It ain’t turkey: A steaming bowl of pho from Nhu Y is the cure for turkeysandwich overload. (photo by Brian Clarey)
As the long holiday weekend rolled out, I found myself nauseated by the idea of more turkey and gravy. Mashed potatoes had lost their luster. And I’d be damned if I was going to eat another helping of stuffing or sweet potatoes.
I wanted something exotic and decidedly un-American, something tasty, to be sure, and something with at least the pretense of nutrition to fend off what was becoming a lingering early winter cold.

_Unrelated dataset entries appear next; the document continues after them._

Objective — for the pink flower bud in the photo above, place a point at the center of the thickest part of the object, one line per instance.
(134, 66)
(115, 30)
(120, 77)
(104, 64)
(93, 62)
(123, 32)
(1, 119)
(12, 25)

So I hit the ethnic district on High Point Road, a mish-mash of Indian grocery stores, Hispanic clothiers and Asian restaurants, until I happened upon Nhu Y, a genuine noodle house right in the middle of Greensboro.
Inside I found a simple dining room with Vietnamese accents, a few tables of Southeast Asians finishing lunch and a polite server who tried to make some sense of the menu — which boasts more than 170 items.
Of these choices, more than 30 of them were drinks: excellent iced coffees, hot teas, plenty of sodas and juices and a few exotic items that are difficult to find even in Greensboro, which has a healthy Southeast Asian restaurant contingent: avocado drink, jackfruit drink, durian drink, soda with salty lemon, soda with milk and egg, pennywort, made from centella leaves. I stuck with a pot of hot tea on that cold afternoon.
We are fortunate in Greensboro to have an excellent slate of Thai, Vietnamese and Korean restaurants, with authentic and exotic dishes that both challenge and excite the palate. I’ve been steadily working my way through them over the years, but every so often I encounter a new place tucked behind busy roads or hidden in seldom-traveled neighborhoods. Indeed, I stumbled upon Nhu Y quite by accident, a serendipitous discovery that yielded an excellent meal.
As I’ve mentioned, this is an authentic noodle house, with dishes based on rice noodles, wonton, dry noodles and the like, more than 70 variations on this theme. And there is a good list of house special entrees as well as a few hot-pot dinners meant to be shared.
I settled on No. 21, pho, a basic beef noodle dish, with Vietnamese meatballs and a spicy, salubrious broth. No tripe or tendon for me, but aficionados of the cuisine will be heartened to know that these regional delicacies are indeed on the menu, as is all manner of seafood and chicken.
Before the food came out, my server placed on the table a pile of raw vegetables and herbs: Thai basil, cilantro, fresh jalapeo, lime, bean sprouts. Also set up tableside were bottles of soy sauce, teriyaki and Sriracha along with a couple pots of ground red-pepper paste. When the pho came out I added a few dollops of the bright-red peppers and one of the darker version, which had lemongrass and some other herbs in it.
The greens and veggies cooked slightly in the broth, and the thinly sliced beef, which was raw before being introduced to the bowl, was tender and delicious. Vietnamese meatball, unlike their Italian cousins, are dense and well formed, bereft of bread crumbs but with a subtle spicing that is very pleasing.
The broth took on a beautiful red tint after I stirred in my spices, and from the first slurp I felt my body thanking me for foregoing another turkey sandwich.